TOKYO—Japanese Prime Minister Shinzo Abe's far-reaching economic stimulus has helped keep interest rates near historical lows while encouraging private investment. Real estate investors have been among the biggest beneficiaries of Abe's policies to date, particularly those involved in Tokyo's commercial property market.
While there is no public or private aggregation of commercial property values in Tokyo, businesses are clearly on the prowl for more space. Office occupancy rates in the city are rising at a steady clip, and vacancies have fallen for 12 straight quarters. Increased demand is buoying rental prices, with office rents recently topping ¥17,400 per month after plumbing depths as low as ¥16,207 in December 2013.
Today, some market observers are questioning whether such growth is sustainable. We believe it is. For starters, Tokyo enjoys an investment edge other major international cities can't match. Recently, the gap between the average capitalization rate for Tokyo office space—a measure of how much income it is expected to generate—and 10-year government bond yields exceeded London's by at least 50 basis points. Tokyo's yield spread advantage over New York and Singapore was even more pronounced, and it has been far more stable in recent years.
This means that investors are benefiting both from the investment's yield on equity as well as the difference between the cost of funding and the earnings on those borrowed funds.

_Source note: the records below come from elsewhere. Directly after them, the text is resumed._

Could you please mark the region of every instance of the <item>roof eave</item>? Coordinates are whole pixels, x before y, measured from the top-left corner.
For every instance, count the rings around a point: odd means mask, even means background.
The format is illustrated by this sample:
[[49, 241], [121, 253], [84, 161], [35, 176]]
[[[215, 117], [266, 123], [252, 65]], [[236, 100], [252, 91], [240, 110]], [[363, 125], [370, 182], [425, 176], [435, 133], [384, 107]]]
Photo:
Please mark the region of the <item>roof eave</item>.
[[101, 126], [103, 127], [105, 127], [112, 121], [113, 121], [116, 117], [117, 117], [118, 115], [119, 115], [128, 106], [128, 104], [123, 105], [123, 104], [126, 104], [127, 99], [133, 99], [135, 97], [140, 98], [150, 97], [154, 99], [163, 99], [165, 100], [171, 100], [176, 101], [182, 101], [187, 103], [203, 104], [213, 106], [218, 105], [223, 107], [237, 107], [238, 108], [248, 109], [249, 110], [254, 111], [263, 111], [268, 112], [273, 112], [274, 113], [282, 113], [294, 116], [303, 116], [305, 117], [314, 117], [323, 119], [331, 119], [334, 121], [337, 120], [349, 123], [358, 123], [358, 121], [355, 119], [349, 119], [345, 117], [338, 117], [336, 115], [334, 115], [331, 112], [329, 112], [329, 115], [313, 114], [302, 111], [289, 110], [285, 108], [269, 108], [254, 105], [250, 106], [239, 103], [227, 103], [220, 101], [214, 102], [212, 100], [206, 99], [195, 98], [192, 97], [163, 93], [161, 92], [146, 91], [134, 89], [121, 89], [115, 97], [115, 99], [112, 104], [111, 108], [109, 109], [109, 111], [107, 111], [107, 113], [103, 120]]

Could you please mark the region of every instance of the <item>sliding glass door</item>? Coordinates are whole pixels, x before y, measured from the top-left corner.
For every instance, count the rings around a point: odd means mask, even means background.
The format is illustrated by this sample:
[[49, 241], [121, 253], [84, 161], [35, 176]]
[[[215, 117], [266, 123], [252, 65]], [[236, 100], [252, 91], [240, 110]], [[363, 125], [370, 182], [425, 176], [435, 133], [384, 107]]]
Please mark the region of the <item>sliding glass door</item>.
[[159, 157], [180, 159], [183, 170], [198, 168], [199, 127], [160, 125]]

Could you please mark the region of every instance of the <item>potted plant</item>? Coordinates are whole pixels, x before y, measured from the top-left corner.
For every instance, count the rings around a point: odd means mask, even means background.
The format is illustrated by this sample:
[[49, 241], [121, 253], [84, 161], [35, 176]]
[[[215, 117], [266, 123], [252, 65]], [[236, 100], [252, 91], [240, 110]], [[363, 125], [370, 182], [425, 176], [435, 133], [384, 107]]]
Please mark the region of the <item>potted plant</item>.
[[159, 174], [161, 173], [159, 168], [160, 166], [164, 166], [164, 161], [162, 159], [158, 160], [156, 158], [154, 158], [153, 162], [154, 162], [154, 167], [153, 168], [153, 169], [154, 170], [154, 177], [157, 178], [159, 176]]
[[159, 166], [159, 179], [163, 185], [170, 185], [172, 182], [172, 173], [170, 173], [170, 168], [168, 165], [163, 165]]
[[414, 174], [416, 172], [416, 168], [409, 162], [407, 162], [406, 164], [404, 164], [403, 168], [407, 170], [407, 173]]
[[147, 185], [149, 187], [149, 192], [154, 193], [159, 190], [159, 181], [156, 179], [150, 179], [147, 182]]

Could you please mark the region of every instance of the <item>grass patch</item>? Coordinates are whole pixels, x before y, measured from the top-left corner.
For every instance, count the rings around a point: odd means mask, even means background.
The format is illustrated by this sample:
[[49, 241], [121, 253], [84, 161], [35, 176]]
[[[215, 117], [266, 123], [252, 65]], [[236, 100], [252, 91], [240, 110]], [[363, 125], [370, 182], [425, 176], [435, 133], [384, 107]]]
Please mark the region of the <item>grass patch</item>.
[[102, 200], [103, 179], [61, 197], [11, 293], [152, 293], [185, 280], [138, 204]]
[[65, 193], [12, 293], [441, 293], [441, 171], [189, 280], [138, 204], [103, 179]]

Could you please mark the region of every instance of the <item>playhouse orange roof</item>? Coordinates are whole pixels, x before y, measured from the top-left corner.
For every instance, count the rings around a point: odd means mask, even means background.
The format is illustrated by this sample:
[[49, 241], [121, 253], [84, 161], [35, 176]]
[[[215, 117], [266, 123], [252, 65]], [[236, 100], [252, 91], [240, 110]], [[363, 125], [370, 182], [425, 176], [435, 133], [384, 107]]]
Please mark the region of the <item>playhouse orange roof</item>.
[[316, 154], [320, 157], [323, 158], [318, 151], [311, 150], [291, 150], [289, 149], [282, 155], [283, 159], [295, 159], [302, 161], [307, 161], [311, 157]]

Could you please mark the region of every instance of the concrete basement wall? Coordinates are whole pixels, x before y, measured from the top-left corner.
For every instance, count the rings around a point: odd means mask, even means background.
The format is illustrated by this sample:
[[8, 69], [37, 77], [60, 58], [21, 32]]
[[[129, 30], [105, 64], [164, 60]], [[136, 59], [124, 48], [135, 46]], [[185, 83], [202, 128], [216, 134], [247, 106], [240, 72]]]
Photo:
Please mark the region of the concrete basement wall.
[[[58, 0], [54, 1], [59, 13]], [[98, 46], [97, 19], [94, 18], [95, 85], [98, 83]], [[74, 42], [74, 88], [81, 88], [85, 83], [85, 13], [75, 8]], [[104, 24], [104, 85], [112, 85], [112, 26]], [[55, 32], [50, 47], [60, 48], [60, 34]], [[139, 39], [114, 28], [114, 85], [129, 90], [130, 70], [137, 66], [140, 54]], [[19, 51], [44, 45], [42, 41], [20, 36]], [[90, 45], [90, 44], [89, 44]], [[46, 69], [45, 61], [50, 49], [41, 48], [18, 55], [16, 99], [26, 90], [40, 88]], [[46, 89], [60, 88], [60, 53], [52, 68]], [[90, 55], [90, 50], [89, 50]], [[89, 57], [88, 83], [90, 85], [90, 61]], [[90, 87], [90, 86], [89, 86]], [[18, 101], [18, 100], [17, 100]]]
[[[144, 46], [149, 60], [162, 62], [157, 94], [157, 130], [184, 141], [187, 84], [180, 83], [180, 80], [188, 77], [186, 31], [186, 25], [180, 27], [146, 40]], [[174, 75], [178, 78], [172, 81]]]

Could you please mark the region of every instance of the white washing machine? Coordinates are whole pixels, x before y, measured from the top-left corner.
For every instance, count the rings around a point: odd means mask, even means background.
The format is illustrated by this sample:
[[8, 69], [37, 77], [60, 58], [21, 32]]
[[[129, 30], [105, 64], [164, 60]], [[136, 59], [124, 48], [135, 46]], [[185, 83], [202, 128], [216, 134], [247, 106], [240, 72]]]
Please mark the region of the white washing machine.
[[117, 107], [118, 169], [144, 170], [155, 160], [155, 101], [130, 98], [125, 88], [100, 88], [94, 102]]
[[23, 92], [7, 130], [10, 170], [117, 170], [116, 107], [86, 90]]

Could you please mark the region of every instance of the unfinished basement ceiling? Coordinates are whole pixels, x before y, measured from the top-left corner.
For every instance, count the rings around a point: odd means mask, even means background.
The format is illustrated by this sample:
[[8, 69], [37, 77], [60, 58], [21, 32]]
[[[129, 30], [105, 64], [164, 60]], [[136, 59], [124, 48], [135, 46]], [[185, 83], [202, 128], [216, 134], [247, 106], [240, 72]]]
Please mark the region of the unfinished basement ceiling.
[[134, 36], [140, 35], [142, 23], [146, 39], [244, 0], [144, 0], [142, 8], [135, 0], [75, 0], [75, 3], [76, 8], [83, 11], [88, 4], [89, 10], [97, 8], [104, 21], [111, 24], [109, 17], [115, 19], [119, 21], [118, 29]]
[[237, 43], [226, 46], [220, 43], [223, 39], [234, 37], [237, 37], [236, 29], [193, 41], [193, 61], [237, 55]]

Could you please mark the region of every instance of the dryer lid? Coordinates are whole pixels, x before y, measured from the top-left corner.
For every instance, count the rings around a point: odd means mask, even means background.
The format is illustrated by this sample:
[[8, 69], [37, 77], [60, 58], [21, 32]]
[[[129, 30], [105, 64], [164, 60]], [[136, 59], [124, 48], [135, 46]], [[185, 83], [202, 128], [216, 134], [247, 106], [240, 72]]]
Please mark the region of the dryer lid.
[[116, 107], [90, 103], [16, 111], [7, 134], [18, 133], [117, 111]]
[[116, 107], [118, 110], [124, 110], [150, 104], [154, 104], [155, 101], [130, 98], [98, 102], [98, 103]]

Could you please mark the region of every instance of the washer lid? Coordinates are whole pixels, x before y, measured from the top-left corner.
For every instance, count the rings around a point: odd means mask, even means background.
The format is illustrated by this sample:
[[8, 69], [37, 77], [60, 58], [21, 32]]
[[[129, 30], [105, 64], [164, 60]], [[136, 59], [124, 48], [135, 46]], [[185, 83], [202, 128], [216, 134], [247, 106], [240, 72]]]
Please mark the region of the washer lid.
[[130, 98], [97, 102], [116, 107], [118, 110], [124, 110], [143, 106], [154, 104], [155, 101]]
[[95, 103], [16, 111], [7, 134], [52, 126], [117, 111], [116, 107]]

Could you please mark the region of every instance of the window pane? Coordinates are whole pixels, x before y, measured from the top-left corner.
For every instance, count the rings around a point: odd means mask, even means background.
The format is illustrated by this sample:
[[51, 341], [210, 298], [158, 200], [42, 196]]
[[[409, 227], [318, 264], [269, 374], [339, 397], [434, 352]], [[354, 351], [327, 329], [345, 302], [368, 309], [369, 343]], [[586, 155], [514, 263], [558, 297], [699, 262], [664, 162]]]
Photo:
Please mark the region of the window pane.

This is a critical point, as this dynamic continues to make Japan's commercial properties more attractive on a relative basis and suggests the market may have more room left to run.
This development has not been lost on overseas investors, who are piling into what has become the third-largest real estate investment market in the world. In the first quarter of this year, foreign investors accounted for 30% of domestic real estate investment, up from 19% in 2014 and 12% in 2013. Big players in emerging markets are leading the charge. In October 2014, Singapore sovereign wealth fund GIC made a big splash with its ¥160-billion purchase of Pacific Century Place Marunouchi in central Tokyo. Early last year, China Investment Corp. led a ¥140-billion acquisition of the Meguro Gajoen commercial property complex..
In addition to near-term market dynamics such as the yield gap and rising rents, longer-term trends help explain the attraction. Japan's entrenched advantages include the size of its market, now about $1.1 trillion, or 9% of the global total; the transparency of its tax and regulatory regimes; and the stability of its political system and economy. These attributes make Japan a likely landing spot for real estate investors looking to allocate a certain portion of their portfolios to Asian markets.
That said, the recent influx of interest in Japan's commercial real estate market has made an already competitive environment that much more so. Overseas real estate investors have historically operated at a disadvantage in the Japanese market. Local players have been able to move more quickly because they have a better understanding of market conditions there and are often able to secure cheaper financing for deals. Newer entrants have typically found success by partnering with a local partner who speaks the language, knows the ropes and has a sizable stake in the market.
We see these relationships will be even more critical in the months to come as competition intensifies and viable deals are harder to come by. The rebound of Tokyo's commercial real estate market—and, to a lesser extent, that of Osaka, Sapporo and Fukuoka—now enters a phase in which property selection and due diligence will be critical to success. Increasing enthusiasm among major global property players suggests they still see room for growth in both rent and capital appreciation, but significant dispersion is likely. While caution is certainly warranted with any asset that has appreciated so much, it shouldn't dissuade investors from getting to know more about this market.
Hiroyasu Kaizuka is managing director of real estate investment for Goldman Sachs Asset Management in Tokyo. The views expressed here are the author's own.